The video of the surgeon, Jose Manuel Mireles Valverde, was made in late June and has caused a stir for several weeks now (while I was out of the country).

In it, Mireles Valverde justifies the emergence of armed self-defense groups in Michoacan, saying that gangsters have strangled the citizenry with demands for cash, ranging from the rancher to the tortilla vendor down to each car owner and parent of each student in public school. From Tecapcatepec alone, he says, they were extracting about $2.5 million a month

Then the rapes began, Mireles Valverde says.

“The problem blew up when they began to come to our home, and tell us things like, 'I like your wife, I'll take her with me for a while ... and while I'm gone, give your daughter a bath because she'll have to spend a few days with me, too," Mireles says, adding that the daughter would always return pregnant.

In December, 14 girls aged 11 or 12 were raped in the township of Tepalcatepec, and six were from a school where Mireles Valverde says he works as an advisor.

Mireles Valverde says the cartels – the Familia Michoacana or the Knights Templar – have taken over all levels of government in the state, from the governor’s office to the lowliest village.

"No authority could perform his function because all municipal, state and federal were part of these cartels or were on the payroll of these cartels," he says.

Complaining about this to the army, or federal police, Mireles Valverde says, does no good.

“We saw how they would site and have lunch or breakfast with them, the big leaders of organized crime. But they would never arrest anyone because supposedly they couldn’t find them,” he says.

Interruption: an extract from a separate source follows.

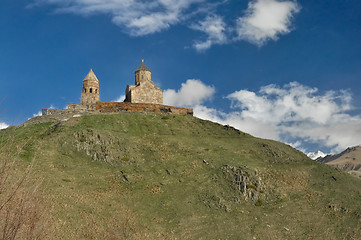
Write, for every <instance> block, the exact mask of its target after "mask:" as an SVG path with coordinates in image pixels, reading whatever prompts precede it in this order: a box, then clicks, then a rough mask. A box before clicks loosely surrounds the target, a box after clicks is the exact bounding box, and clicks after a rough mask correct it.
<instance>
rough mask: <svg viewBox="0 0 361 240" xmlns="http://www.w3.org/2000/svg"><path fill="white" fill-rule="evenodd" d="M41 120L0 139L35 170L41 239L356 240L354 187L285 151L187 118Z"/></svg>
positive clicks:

From what I could determine on the internet, Mireles Valverde lived for many years in or near Sacramento, California, and was active in groups of Michoacan immigrants in the United States.

He said the armed self-defense groups in Michoacan will not back down in the face or criminal gangs.

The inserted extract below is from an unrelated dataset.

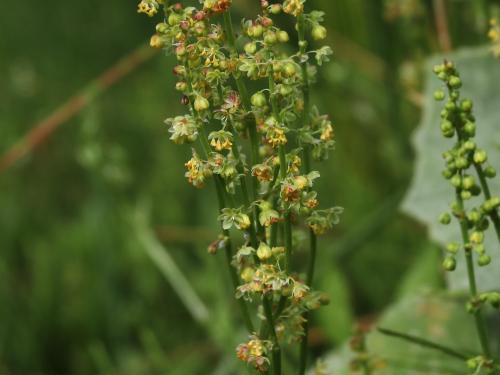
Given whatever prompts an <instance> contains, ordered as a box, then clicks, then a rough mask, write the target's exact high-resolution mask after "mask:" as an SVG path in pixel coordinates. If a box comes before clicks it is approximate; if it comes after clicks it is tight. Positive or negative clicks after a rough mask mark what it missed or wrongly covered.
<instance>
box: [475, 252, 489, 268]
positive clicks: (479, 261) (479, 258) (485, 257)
mask: <svg viewBox="0 0 500 375" xmlns="http://www.w3.org/2000/svg"><path fill="white" fill-rule="evenodd" d="M490 263H491V257H490V256H489V255H486V254H482V255H481V256H480V257H479V258H478V260H477V264H478V266H479V267H485V266H487V265H488V264H490Z"/></svg>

“We won’t let these people return,” he says.

The video, by the way, has a closed caption option in Spanish, so if your spoken Spanish is weak and you prefer to read subtitles, there is that option.

Since I’m on the topic of Spanish-language media, two other articles have really caught my eye since my return. One is this lengthy article in sinembargo.mx about the days in which President Enrique Pena Nieto has no public appearances. It broaches the subject of whether Mexicans have a right to know the president’s activities. A second article, much longer, appears in Nexos and is an examination of racism in the nation. While Mexican laws are clear-cut and bar all forms of discrimination, society lags far behind. The article notes how the bulging society sections of Mexican newspapers are virtually devoid of indigenous or people of color.